Thoughts and Guide to Stella Engine Maintenance and
Repair
The joy of Stella ownership is generally associated with the boat’s superb sailing ability and not in the engine’s ability to reliably plug against a foul tide for hours on end or get home quickly when the weather turns nasty.
A typical owner regularly checks and adjusts standing and running rigging, but perhaps gives less regard to the ‘lurking lump’ of machinery hiding under the cockpit sole. When this fails, which is usually at the most inconvenient time, it is generally thought to be the fault of the maker/ boatyard/ co-owner etc, but we Stella owners rarely blame ourselves for lack of attention!

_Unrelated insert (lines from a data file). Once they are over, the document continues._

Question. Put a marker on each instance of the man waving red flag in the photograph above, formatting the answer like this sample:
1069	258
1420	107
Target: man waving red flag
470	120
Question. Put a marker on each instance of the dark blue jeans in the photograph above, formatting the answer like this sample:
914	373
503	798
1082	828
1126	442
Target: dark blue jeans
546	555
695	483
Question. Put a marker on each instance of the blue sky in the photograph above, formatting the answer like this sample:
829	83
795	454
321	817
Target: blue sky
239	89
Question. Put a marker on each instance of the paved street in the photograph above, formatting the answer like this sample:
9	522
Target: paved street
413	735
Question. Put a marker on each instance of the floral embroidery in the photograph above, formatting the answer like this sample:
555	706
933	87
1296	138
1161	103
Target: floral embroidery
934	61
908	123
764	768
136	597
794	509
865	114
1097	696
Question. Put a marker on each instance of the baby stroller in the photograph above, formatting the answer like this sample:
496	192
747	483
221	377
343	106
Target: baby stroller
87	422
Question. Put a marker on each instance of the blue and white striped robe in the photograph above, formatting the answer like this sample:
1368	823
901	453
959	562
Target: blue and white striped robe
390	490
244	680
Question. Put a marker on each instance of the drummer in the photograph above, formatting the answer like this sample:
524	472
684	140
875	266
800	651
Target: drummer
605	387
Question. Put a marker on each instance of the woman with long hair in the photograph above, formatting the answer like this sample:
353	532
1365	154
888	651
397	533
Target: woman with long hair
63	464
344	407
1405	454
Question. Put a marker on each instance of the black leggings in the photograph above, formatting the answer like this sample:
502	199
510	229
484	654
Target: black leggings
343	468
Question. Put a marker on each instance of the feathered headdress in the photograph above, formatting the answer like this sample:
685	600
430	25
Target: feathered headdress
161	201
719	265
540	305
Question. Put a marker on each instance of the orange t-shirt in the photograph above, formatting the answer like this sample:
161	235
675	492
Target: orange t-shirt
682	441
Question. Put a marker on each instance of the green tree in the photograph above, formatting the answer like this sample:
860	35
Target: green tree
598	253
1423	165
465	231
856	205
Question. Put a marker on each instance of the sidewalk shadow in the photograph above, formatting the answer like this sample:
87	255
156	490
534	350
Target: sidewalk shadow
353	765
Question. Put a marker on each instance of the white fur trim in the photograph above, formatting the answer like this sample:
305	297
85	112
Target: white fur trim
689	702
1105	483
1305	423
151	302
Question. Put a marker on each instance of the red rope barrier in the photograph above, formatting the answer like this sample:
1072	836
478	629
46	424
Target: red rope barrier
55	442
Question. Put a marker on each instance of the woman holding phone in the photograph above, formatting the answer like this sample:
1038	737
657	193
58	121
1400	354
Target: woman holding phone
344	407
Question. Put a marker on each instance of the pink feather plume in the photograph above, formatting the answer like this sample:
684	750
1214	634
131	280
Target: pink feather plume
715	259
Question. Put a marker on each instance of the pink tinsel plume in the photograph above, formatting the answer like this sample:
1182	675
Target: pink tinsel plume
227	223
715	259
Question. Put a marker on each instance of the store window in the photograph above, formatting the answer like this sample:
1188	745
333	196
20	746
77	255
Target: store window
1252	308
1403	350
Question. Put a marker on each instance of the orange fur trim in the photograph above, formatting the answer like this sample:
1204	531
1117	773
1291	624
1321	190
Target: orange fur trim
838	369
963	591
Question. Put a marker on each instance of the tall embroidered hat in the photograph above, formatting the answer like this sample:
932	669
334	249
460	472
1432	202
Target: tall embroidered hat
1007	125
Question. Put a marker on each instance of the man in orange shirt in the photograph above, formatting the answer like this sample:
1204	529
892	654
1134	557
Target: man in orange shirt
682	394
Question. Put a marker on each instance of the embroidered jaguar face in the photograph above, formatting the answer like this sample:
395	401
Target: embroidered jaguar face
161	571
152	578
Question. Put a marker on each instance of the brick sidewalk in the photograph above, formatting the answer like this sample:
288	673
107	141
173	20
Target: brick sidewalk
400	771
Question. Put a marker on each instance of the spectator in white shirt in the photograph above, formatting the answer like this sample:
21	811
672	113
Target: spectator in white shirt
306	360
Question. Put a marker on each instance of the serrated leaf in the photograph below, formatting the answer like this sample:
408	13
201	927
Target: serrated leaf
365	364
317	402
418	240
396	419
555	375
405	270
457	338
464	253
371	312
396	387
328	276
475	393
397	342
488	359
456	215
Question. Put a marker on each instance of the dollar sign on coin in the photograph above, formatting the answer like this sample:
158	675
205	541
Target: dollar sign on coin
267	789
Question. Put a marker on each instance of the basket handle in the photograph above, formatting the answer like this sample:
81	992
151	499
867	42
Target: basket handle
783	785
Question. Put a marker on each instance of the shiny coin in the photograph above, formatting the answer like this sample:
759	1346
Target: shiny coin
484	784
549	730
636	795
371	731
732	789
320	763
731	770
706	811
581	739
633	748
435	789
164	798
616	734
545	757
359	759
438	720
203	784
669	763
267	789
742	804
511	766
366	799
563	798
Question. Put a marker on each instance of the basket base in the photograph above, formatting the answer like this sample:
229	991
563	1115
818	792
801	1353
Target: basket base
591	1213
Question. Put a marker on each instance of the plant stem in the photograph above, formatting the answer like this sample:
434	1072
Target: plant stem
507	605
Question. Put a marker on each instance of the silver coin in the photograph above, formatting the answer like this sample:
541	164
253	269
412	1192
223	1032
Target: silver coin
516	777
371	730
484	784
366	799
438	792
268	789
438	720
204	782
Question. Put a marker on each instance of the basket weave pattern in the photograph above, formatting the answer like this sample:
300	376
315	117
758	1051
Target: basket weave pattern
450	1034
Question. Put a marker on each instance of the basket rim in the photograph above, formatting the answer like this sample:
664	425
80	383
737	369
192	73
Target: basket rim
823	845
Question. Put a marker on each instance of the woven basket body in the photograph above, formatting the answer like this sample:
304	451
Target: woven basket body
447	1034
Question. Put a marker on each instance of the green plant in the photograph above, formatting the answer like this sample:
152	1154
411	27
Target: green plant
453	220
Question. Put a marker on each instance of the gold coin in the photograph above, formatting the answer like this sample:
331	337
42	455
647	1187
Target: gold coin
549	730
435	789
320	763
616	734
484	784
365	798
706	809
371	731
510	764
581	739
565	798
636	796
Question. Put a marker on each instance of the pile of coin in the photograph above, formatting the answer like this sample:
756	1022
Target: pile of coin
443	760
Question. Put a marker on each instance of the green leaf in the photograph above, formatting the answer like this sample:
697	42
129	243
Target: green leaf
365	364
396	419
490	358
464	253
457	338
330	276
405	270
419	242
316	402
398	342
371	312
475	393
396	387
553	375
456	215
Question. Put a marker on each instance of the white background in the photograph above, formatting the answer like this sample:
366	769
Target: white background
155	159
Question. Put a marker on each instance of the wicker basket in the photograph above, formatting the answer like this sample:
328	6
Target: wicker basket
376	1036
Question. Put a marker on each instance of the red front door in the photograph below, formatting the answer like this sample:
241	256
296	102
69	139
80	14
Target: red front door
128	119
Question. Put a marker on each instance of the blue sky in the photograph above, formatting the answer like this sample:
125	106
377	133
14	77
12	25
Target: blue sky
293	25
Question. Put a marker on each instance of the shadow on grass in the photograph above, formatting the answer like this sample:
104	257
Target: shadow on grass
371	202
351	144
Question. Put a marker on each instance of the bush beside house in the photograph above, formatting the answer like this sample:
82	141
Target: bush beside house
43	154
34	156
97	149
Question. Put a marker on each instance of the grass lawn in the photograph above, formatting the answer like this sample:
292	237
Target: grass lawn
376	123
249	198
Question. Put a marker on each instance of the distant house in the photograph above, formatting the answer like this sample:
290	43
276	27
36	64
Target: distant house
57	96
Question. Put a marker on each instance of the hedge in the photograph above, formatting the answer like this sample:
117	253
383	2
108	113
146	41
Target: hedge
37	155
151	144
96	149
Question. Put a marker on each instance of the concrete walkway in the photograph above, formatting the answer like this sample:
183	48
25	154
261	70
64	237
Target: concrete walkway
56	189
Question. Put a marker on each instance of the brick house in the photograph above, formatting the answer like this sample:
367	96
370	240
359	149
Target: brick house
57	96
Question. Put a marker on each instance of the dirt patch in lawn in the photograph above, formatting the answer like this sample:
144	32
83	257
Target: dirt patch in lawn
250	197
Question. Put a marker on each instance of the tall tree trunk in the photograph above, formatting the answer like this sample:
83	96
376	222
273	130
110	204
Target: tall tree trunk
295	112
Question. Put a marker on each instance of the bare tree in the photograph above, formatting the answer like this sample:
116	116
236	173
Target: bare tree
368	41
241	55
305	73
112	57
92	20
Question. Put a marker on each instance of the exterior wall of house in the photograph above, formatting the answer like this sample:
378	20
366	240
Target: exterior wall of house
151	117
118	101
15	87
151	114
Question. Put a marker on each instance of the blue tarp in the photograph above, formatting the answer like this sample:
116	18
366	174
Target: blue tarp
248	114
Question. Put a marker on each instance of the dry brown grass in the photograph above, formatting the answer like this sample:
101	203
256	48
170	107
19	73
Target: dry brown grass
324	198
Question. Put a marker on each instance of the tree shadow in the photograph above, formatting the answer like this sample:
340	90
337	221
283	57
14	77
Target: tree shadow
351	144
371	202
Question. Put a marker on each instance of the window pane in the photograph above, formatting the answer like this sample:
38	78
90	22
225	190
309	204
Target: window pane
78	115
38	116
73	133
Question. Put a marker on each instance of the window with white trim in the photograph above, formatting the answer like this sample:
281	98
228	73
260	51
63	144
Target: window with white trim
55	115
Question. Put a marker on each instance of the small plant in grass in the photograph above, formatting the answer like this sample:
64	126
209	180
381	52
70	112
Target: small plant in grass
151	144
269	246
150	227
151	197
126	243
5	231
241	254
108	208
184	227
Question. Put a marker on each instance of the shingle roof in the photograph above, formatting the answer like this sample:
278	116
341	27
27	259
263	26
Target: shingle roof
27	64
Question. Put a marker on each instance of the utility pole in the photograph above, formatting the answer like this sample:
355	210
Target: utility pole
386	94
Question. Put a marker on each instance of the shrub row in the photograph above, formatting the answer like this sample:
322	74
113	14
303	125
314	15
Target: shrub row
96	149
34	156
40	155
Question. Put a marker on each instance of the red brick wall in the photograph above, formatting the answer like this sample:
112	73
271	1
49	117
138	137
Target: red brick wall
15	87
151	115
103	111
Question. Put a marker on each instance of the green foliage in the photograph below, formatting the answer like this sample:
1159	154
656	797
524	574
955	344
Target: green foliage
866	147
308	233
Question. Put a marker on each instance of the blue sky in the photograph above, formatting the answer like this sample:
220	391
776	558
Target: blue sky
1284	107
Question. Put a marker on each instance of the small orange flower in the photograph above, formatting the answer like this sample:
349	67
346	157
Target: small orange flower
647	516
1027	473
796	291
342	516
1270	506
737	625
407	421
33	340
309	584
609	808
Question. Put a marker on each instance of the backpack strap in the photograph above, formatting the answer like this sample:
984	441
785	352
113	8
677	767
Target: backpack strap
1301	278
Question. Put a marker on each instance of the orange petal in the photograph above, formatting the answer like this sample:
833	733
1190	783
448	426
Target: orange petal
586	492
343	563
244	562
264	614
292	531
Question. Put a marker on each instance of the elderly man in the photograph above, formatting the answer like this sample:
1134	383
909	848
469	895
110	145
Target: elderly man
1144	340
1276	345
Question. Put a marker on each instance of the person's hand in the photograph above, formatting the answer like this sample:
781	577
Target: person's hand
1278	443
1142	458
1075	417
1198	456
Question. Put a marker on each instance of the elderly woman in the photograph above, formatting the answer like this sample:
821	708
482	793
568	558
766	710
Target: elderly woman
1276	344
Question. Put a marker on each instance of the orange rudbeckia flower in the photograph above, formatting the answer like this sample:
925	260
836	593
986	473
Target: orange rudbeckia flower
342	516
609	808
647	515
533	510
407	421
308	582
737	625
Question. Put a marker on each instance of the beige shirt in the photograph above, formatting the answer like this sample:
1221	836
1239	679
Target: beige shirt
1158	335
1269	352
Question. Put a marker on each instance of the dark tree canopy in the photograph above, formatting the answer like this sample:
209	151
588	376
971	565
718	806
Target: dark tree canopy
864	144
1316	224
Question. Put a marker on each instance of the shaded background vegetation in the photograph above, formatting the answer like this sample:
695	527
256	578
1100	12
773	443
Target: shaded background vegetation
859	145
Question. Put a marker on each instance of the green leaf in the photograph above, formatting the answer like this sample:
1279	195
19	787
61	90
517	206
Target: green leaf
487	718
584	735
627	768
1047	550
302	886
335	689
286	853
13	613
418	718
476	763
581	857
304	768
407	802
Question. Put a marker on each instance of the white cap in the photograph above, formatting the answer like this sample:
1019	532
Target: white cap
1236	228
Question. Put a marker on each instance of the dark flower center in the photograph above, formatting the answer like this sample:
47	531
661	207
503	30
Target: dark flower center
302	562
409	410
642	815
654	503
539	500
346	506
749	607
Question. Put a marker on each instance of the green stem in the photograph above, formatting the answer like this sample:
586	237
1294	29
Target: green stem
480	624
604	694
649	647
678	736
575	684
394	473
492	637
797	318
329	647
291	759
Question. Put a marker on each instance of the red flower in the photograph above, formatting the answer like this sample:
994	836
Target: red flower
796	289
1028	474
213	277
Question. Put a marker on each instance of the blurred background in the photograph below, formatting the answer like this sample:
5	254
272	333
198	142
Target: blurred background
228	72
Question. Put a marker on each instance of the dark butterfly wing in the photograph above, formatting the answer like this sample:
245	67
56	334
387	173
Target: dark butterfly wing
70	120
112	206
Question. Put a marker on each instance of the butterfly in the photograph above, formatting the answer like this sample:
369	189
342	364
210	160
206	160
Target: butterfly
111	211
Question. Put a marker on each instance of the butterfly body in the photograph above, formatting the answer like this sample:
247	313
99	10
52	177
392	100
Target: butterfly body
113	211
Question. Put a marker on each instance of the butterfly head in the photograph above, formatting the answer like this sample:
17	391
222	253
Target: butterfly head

There are times when an engine can break down due to internal failure, but these occasions are few compared to simple engine failures such as a blocked fuel or cooling system or a slipping drive belt. Unlike cars, boats cannot be pulled over on the ‘hard shoulder’ to await the breakdown services, and it really has to be a potentially life threatening situation before you should call the Lifeboat out!
Regular inspection and maintenance by the owner can overcome many breakdown problems, and if you get to know your engine well, you will gain great satisfaction in recognising problems before they cause havoc. You will also be able to recover from minor breakdowns without resort to ‘expert’ help, thus saving a stash of cash and lost sailing time.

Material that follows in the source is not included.